Kids These Days Kids read manga. I mean, they really, really dig that stuff. On a related note, David Welsh wants to know what's up with the Best Publication for Teens category of the Eisners not having any manga. I mean, sure, Bleach may be somewhat less than good depending on your tastes, but One Piece is fantastic for teens or grownups alike. On a related note, everyone should read more One Piece.

King. Brandon Graham rules, King City rules, purchasing King City rules, and reading King City rules. If you aren't reading King City, check out CBR's preview of King City #7 and get started. Issue seven is the first issue of new material since the series was first released by Tokyopop a few years back. Get thee to a back issue dispensary and look these up. You're missing out on some great comics.

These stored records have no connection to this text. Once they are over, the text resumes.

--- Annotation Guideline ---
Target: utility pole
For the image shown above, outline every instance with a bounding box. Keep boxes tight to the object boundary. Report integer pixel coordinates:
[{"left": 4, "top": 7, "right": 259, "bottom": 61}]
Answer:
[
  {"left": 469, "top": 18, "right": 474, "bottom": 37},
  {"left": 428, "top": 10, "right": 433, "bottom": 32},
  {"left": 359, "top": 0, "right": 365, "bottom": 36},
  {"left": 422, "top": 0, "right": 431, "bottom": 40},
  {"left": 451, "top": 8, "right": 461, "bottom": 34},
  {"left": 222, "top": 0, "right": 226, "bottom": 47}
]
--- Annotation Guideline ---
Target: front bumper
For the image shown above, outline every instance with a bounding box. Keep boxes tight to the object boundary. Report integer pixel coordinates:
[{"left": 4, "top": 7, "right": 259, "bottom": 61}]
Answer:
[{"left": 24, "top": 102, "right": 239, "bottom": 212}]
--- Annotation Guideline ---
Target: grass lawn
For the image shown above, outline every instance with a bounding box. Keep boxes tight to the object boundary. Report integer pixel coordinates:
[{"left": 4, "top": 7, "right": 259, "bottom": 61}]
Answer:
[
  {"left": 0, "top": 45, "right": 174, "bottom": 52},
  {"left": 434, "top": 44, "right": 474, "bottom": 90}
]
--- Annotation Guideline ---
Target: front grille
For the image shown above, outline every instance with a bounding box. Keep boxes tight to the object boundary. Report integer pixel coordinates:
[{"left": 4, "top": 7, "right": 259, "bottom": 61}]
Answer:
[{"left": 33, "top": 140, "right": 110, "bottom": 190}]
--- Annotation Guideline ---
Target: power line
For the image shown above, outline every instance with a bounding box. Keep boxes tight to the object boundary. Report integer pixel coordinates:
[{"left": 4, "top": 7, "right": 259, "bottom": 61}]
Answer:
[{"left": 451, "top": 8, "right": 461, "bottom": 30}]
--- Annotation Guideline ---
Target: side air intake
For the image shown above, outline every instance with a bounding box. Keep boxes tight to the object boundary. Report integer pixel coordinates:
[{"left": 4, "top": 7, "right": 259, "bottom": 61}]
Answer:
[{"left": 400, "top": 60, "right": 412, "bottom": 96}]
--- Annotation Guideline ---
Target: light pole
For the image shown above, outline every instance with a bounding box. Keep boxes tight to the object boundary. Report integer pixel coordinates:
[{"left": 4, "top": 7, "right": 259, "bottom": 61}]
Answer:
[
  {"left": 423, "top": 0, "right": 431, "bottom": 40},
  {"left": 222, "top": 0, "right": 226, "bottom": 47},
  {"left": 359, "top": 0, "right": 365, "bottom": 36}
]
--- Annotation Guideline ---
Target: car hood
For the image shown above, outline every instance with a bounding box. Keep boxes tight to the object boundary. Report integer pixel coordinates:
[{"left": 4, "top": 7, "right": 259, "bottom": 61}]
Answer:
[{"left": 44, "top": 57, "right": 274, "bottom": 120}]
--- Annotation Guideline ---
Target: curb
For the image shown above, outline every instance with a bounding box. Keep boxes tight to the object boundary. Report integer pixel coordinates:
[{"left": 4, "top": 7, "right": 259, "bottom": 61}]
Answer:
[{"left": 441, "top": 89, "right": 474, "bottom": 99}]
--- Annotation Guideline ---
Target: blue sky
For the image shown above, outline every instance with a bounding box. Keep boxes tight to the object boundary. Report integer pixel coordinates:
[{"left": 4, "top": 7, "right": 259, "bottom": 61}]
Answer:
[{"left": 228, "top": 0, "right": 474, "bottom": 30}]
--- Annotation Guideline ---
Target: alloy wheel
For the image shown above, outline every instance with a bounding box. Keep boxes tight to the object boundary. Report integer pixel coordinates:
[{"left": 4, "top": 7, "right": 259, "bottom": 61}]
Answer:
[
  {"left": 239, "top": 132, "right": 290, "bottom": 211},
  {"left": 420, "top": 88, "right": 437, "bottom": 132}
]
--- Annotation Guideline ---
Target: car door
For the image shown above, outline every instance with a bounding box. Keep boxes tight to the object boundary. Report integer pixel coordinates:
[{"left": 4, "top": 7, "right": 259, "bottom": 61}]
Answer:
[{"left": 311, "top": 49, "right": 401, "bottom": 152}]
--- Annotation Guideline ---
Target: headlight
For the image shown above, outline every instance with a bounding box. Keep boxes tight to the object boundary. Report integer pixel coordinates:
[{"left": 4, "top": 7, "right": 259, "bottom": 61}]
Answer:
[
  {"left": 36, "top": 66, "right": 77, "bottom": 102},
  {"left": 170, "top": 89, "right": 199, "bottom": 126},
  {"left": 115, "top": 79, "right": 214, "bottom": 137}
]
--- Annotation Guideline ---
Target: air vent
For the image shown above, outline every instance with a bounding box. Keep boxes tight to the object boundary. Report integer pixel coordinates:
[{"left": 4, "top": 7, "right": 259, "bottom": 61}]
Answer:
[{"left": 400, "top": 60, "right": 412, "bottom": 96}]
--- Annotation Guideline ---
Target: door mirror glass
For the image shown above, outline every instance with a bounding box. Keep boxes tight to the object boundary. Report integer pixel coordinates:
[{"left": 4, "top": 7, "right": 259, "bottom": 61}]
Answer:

Scott Pilgrim fans, you in particular need to get familiar.


David Brothers writes about comics at 4thletter!, loves making homemade pizza (today's special ingredient is shrimp), and thinks that Flex Mentallo is the greatest love letter to superheroes of all time.


  1. Avatar photo Paul Montgomery (@fuzzytypewriter) says:

    I just ordered the last five volumes of PLUTO yesterday so I can do ’em in a marathon. If the first three are any indication, and I know they are, this series is a must-read. 

  2. I’m fine with the general layout.  Maybe a few more images?  Who doesn’t want to see a big pic of Paul Cornell’s grinning mug?

    I’m off to try to figure out when the new Doom Patrol trades will be released. (2027?) 

  3. The Steve Almond piece is amazing. I kinda wish he had sent the final email just to see what that guy’s reply would have been. Astounding.

  4. King City absolutely deserves more attention than I’ve seen it get.

  5. thanks to this feature, iFanboy has become the one-stop shop for all things comics! i love this column

  6. One Piece is fantastic.  While I started reading Naruto and Bleach years ago when they were first coming out, I’ve since fallen off of both series.  One Piece however, manages to always keep things fresh enough to keep coming back for more.  Not to mention that the series never feels daunting to jump on.  I’ve jumped on and fallen off at various points with no problems.  I’ve kept mainly to the anime, but with the new 3-in-1 volumes being released, I may be picking those up soon.

  7. @whoisfriend The 3in1s are awesome. Viz’s omnibus manga (3in1, Vizbig) are the best way to read chunks of manga. I hope they do more.

    One Piece is basically the best adventure comic. Case in point:

  8. That Steve Almond piece was definetly the entertainment of the day. Wow! Thanks.

  9. @brothers The only apprehension I have about buying the 3-in-1 One Piece volumes is that they are NOT of the VizBig brand. They’re regular digest size and they feel kind of flimsy. But seeing as how they aren’t doing OP VizBigs in lieu of the smaller ones, it seems like VizBigs are a long ways away (if ever).

  10. hmmm…. about New Young Warrior Avengers… They had Nefaria’s nephew as an actual main character in the proposal. That alone is grounds to turn it down. After all, Nefaria is that part of comics you laugh at now but subconsciously wished never happened in the mainstream.

  11. @whoisfriend: Onepiece is perhaps the least liked manga on my list. I started it early 2003 and barely got past the first volume. I hear they are in their 500’s and BLEACH and Naruto are slowly approaching, HOWEVER, those other series DON’T FEEL like it and that’s because they are (for the most part) always ramping up the narrative. From the scans I’ve seen in japan, they are currently  drawing near the end of both series which pumps me up for it when it hits the shores. I really know no one who actually enjoys One Piece as the plot is entirely encircled around comedy. It’s pretty much the Deadpool Corps Syndrome.